1. Mash anchovies with a spoon in a small bowl. Add mustard and 2 tablespoons lemon juice. Gradually whisk in 1/2 cup oil. Season with salt and pepper. At this point, I used an immersion blender to completely integrate the anchovies into the dressing. If you do not have one, you can do this in the blender or food processor.
2. Cover potatoes with 2 inches water in a pot. Add 1 tablespoon salt. Bring to a boil, then reduce to a simmer and cook until knife-tender, about 12 minutes. Drain. Let stand until cool enough to handle, then halve potatoes.

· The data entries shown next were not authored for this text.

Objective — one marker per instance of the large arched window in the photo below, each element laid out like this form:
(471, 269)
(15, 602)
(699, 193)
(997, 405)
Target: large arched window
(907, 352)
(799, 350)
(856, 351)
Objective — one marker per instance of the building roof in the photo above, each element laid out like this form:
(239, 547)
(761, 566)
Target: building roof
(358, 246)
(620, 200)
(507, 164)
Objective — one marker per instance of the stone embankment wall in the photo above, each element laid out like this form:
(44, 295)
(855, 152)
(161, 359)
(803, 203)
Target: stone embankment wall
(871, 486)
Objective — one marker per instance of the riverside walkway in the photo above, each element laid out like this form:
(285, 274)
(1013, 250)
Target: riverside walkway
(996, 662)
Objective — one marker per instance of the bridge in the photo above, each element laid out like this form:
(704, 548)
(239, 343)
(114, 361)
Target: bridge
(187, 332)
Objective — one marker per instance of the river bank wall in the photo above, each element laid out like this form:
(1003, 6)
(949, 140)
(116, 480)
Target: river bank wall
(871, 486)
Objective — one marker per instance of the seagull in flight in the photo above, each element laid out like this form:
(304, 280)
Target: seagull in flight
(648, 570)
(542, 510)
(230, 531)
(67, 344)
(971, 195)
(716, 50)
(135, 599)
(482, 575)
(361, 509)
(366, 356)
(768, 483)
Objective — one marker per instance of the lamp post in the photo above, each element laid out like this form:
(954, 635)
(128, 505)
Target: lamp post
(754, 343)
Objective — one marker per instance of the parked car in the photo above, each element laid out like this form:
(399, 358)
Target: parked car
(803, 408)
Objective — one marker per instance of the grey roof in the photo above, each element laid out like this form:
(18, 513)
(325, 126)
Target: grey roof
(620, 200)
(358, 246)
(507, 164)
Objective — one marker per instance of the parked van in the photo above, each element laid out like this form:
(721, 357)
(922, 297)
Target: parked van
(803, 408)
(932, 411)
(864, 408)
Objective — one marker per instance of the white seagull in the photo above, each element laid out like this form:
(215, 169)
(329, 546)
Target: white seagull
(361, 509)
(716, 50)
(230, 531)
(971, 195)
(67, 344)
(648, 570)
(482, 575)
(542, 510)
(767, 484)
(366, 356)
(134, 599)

3. Heat grill or grill pan to medium-high. Brush salmon lightly with oil, sprinkle with zest and remaining 1 tablespoon lemon juice, and season with salt and pepper. Brush grill with oil, then place salmon on grill, skin-side down. Cook until skin is crisp and browned, about 6 minutes a side for medium-rare, 8 minutes a side for medium. Remove from grill.
4. Bring a pot of water to boil on the stove. Salt this water heavily. Put the trimmed snap peas in the water and blanch for 2 to 3 minutes. Remove snap peas and run them briefly under cold water. Set aside.
6. Pour half of dressing into a serving bowl. Add potatoes; toss to coat. Place salad mix or watercress on serving platter. Put the potatoes around the side of the platter. Flake salmon into large pieces; add to center of the platter. Top with eggs and peas and serve, with remaining dressing on the side. A crusty loaf of French bread is a nice addition to this meal.